I love SEX AND THE CITY. In all the sexual exploration the four main characters go through, they are searching for something, even if they’re not sure what it is. And when they find it, it’s LOVE. BUT I think it’s dodgy to translate their attitudes to women of the early 19th century. Not that they didn’t have sex–and sometimes outside the rules–and sometimes enjoying it! 🙂 But they were living and loving in a different world, with different stakes.

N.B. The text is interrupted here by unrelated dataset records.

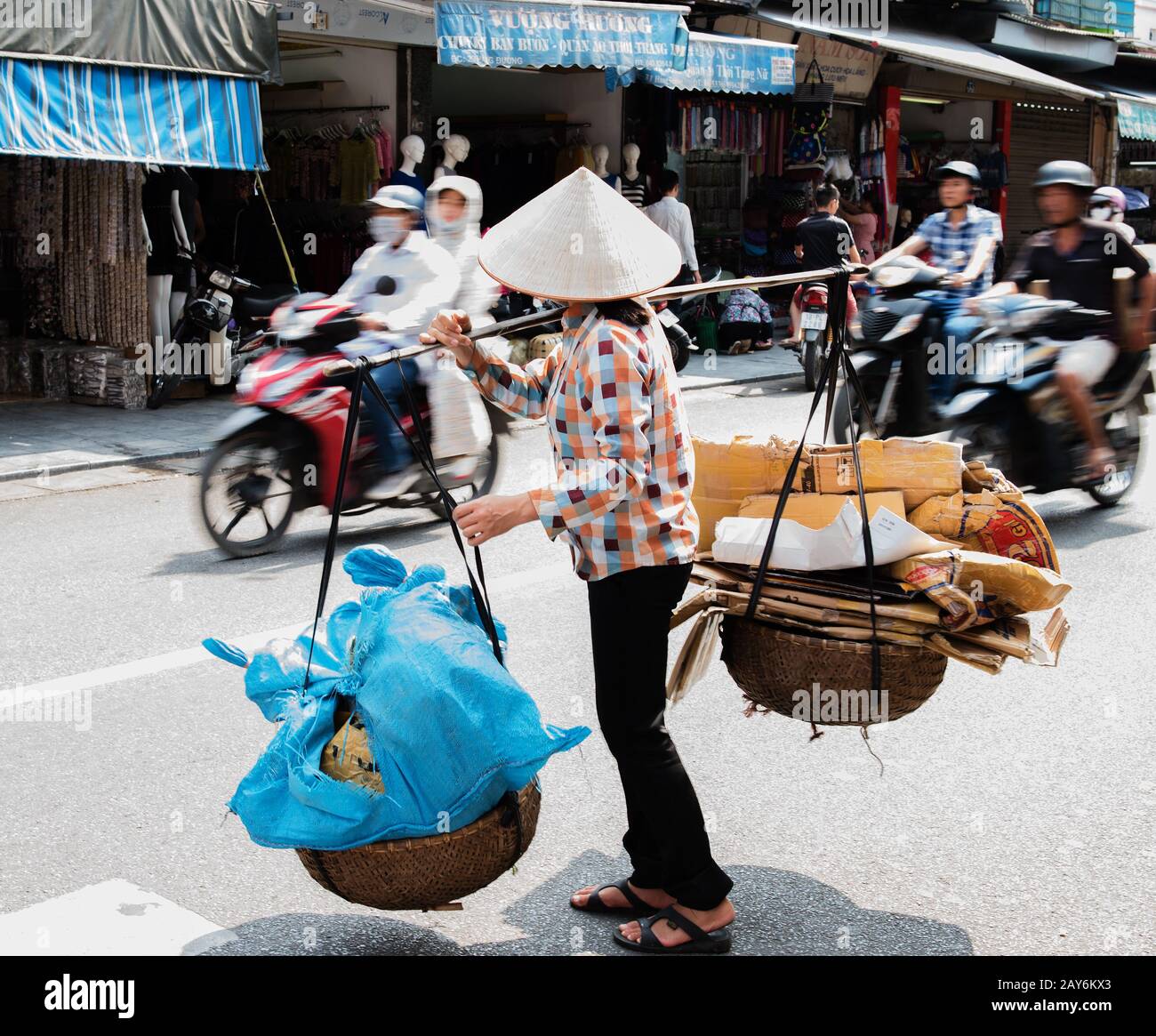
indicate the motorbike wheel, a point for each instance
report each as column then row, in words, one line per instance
column 485, row 477
column 989, row 443
column 250, row 486
column 680, row 345
column 1126, row 442
column 814, row 357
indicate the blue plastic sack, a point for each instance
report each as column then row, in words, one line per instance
column 450, row 730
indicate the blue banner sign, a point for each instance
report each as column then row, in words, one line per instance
column 1136, row 120
column 721, row 65
column 528, row 34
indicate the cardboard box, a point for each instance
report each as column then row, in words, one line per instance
column 347, row 755
column 920, row 469
column 727, row 473
column 817, row 510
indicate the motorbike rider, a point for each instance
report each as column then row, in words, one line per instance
column 824, row 239
column 1109, row 206
column 454, row 215
column 1079, row 258
column 424, row 280
column 963, row 239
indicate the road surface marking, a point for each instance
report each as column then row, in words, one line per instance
column 114, row 919
column 62, row 686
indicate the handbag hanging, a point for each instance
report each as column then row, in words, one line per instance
column 809, row 115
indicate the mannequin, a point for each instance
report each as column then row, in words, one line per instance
column 413, row 151
column 634, row 186
column 457, row 150
column 165, row 224
column 186, row 232
column 601, row 154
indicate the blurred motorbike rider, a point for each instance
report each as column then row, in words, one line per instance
column 1109, row 206
column 962, row 239
column 454, row 215
column 1079, row 257
column 424, row 280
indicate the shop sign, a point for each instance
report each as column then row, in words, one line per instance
column 723, row 65
column 1136, row 120
column 354, row 21
column 850, row 68
column 533, row 35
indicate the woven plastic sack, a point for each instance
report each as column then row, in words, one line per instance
column 449, row 727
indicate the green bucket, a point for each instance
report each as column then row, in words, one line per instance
column 708, row 335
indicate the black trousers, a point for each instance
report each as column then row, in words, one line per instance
column 666, row 839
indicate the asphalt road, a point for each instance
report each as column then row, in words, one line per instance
column 1012, row 815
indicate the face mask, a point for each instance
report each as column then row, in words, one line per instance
column 388, row 229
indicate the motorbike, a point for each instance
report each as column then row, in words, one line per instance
column 1010, row 415
column 280, row 453
column 223, row 317
column 888, row 346
column 816, row 334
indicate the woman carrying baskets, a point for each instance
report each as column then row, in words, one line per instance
column 622, row 501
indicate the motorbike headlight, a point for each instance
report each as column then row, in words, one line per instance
column 894, row 277
column 905, row 326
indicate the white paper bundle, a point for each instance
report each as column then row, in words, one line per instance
column 836, row 546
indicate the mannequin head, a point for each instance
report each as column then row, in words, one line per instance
column 457, row 149
column 413, row 149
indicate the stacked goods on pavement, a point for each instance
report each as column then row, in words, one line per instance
column 960, row 562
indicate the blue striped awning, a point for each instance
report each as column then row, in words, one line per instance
column 118, row 114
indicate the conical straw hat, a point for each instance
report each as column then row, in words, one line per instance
column 581, row 241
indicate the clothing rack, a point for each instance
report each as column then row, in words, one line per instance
column 273, row 112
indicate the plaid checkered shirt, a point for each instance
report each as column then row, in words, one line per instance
column 623, row 457
column 952, row 246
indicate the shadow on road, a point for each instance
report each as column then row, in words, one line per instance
column 779, row 912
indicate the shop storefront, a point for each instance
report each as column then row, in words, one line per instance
column 721, row 124
column 100, row 135
column 939, row 97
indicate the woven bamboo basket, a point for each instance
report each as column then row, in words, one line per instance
column 542, row 346
column 774, row 665
column 424, row 873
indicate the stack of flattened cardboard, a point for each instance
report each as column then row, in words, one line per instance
column 991, row 562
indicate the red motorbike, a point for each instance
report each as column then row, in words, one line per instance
column 280, row 453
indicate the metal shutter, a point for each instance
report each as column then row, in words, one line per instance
column 1040, row 132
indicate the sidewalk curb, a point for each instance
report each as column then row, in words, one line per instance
column 141, row 459
column 128, row 461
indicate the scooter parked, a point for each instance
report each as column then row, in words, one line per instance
column 281, row 451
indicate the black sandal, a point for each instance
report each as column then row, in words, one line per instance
column 717, row 942
column 594, row 904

I admit to having trouble with the Regency heroine who experiments with sex lightly. With the heroine who keeps insisting to herself and everyone else that the hero is a loathesome jerk and the last man on earth she’d ever marry, yet repeatedly has sex with him without ever worrying about social disgrace or pregnancy or destroying her sisters’ chances of making good marriages. Such heroines usually strike me as some combination of needy, confused, selfish or just TSTL.

Yet I love so many sexy Regency era romances.

Things that mitigate the “Lydia Bennet” factor: marriage of convenience, no reputation to lose, supposed infertility (though possibly reversible!), birth control (some forms existed, but it has to make sense that the characters would know about and use it). And emotional commitment.

There’s also this mysterious thing: “heat of the moment”. Sometimes it works for me, sometimes it doesn’t. I’ve written this whole post and I’m still not sure how some authors make me feel that it really is the right moment for the characters to go at it, and why sometimes it just feels too early. Is it just incredibly sensual writing? Or deep enough characterisation that I feel the love even if the characters aren’t fully aware of it?

Maybe part of it is that I want some buildup.

What do you think? When has a heroine gone over from being human and vulnerable to TSTL in matters of sex? What makes “heat of the moment” work, or not? Which authors do you think handle this the best?